Food is never just food. Food holds sociocultural significance based on taste, preference, ritual, tradition, gender, race and ethnicity, social class, and even its origin of place. This course studies how language, culture, and identity are linked to each other through food. It examines the connection between everyday sensory experience and cross-cultural and -linguistic understanding of food. We will read and discuss a range of research on language use in food-related contexts, applying approaches to various data sources such as restaurant menus, recipes, mealtime conversations, food packages, mukbang (livestream of eating), food advertisements & informercials, and reality TV shows. Students will conduct small-scale research projects by collecting and analyzing a body of data concerning any language-and-food topic, while also applying course concepts to the collected data.
Discourse Analysis, (interactional) sociolinguistics, and qualitative research methods
This course combines lectures, group activities, discussions, and tutorials.

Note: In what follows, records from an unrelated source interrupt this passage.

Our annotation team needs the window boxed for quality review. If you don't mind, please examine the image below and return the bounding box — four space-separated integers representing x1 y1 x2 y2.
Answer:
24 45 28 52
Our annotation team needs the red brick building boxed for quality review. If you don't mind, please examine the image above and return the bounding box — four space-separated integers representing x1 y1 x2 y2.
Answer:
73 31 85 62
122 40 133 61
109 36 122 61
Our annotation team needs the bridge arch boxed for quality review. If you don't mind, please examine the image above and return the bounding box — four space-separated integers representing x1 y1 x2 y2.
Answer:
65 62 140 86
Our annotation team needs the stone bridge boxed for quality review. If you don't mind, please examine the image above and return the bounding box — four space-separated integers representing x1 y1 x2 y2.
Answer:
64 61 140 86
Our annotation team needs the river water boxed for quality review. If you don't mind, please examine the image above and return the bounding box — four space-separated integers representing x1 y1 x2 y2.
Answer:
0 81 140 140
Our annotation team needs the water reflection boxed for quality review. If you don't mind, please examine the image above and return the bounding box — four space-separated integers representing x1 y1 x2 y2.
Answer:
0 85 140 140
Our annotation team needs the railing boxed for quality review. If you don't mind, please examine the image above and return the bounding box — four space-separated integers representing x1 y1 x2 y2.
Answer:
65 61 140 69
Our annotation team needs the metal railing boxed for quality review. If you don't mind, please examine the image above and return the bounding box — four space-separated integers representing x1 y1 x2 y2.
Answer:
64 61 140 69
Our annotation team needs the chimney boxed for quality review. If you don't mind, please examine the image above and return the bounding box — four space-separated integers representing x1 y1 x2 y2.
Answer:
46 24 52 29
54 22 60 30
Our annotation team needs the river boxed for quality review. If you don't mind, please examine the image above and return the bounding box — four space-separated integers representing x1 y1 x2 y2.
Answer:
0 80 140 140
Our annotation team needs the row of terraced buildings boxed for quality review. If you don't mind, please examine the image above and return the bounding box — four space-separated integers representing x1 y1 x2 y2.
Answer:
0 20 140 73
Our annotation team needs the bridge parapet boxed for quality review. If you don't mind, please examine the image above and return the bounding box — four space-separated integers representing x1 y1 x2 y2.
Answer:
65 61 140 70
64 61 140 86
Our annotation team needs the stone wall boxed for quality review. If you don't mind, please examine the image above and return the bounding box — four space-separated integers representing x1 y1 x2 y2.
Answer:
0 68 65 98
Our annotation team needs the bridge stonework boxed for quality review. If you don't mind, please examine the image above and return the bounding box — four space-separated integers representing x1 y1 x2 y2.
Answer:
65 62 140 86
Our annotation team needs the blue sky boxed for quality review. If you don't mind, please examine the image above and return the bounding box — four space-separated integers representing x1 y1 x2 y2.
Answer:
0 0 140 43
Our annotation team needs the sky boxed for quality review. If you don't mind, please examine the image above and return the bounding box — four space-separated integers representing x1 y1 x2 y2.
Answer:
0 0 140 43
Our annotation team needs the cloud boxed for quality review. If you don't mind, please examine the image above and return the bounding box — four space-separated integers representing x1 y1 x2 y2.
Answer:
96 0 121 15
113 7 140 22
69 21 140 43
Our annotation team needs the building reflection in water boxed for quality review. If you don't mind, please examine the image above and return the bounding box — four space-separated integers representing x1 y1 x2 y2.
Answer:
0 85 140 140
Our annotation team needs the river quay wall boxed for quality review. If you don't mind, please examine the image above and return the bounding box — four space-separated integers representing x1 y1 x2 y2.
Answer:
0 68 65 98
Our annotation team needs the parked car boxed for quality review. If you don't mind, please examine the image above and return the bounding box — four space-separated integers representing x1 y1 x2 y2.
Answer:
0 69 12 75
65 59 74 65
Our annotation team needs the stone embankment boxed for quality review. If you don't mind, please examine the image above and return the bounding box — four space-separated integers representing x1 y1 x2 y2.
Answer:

After successfully completing the course, students will be able to
- Critically examine and explain the use of language and discursive phenomena in foo-related contexts.
- Better understand the ways language, food, and identity are linked to each other.
- Advance their knowledge of sociolinguistic theories and approaches in the context of food discourse.
Engagement (attendance, preparation, and participation): 20%
1 food bio: 2.5%
3 mini-projects (10% each): 30%
Final project: 37.5%
All required readings will be posted on Moodle.